Dr. Golnik: In ophthalmology, our ophthalmologists are necessary for the finest eyecare. However, the concept of the eyecare team is crucial. You cannot be an efficient ophthalmologist if you are involved in multiple tasks such as taking the patient’s history, checking their vision, and checking their blood pressure. You need to have a team that is assisting you and certainly in my practice, I have several assistants. I have some of our doctors who are very busy and have five assistants who are people who just graduated from high school. They may not have a lot of prior experience but with some train on-the-job training, they are crucial to our ability to see a lot of patients in the day and still provide good care. The WHO also believes that according to their documents, how to make ophthalmologists more efficient is one of the biggest emphases. It is a very slow process to train ophthalmologists or to increase the number of trained ophthalmologists, whereas you can take people right out of high school and in a very short time train them to be valuable assistants to ophthalmologists. Thus, this idea of the eyecare team is essential to improving the human resource development in global eyecare. I am also the secretary of education for a group called the International Joint Commission on Allied Health Personnel and Ophthalmology and that group is highly involved with the training and certification of allied ophthalmic personnel (AOP), which is the term the WHO prefers for the rest of the eyecare team.

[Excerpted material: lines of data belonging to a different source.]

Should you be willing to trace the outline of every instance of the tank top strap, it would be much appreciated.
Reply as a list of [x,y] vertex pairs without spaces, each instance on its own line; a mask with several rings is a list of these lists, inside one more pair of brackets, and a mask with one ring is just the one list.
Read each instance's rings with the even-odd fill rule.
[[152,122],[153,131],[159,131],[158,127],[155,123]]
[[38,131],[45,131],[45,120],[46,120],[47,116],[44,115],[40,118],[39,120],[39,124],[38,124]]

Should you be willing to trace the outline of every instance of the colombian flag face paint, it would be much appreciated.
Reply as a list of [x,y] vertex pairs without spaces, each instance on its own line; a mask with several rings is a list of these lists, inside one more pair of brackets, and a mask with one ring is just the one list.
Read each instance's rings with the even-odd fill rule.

AES: How has your experience been as the Associate Editor-in-Chief of AES?
Dr. Golnik: It has been a great experience so far. I have been really happy with the AES and the administrative processes. The team worked on several projects that have gone smoothly compared with other journals where we have done similar projects, so I think the experience has been good.
AES: As the Associate Editor-in-Chief, what are your expectations for AES?
Dr. Golnik: Communication is very important so I expect timely responses to emails, clarity in communication and to continue to receive high-quality manuscripts for review.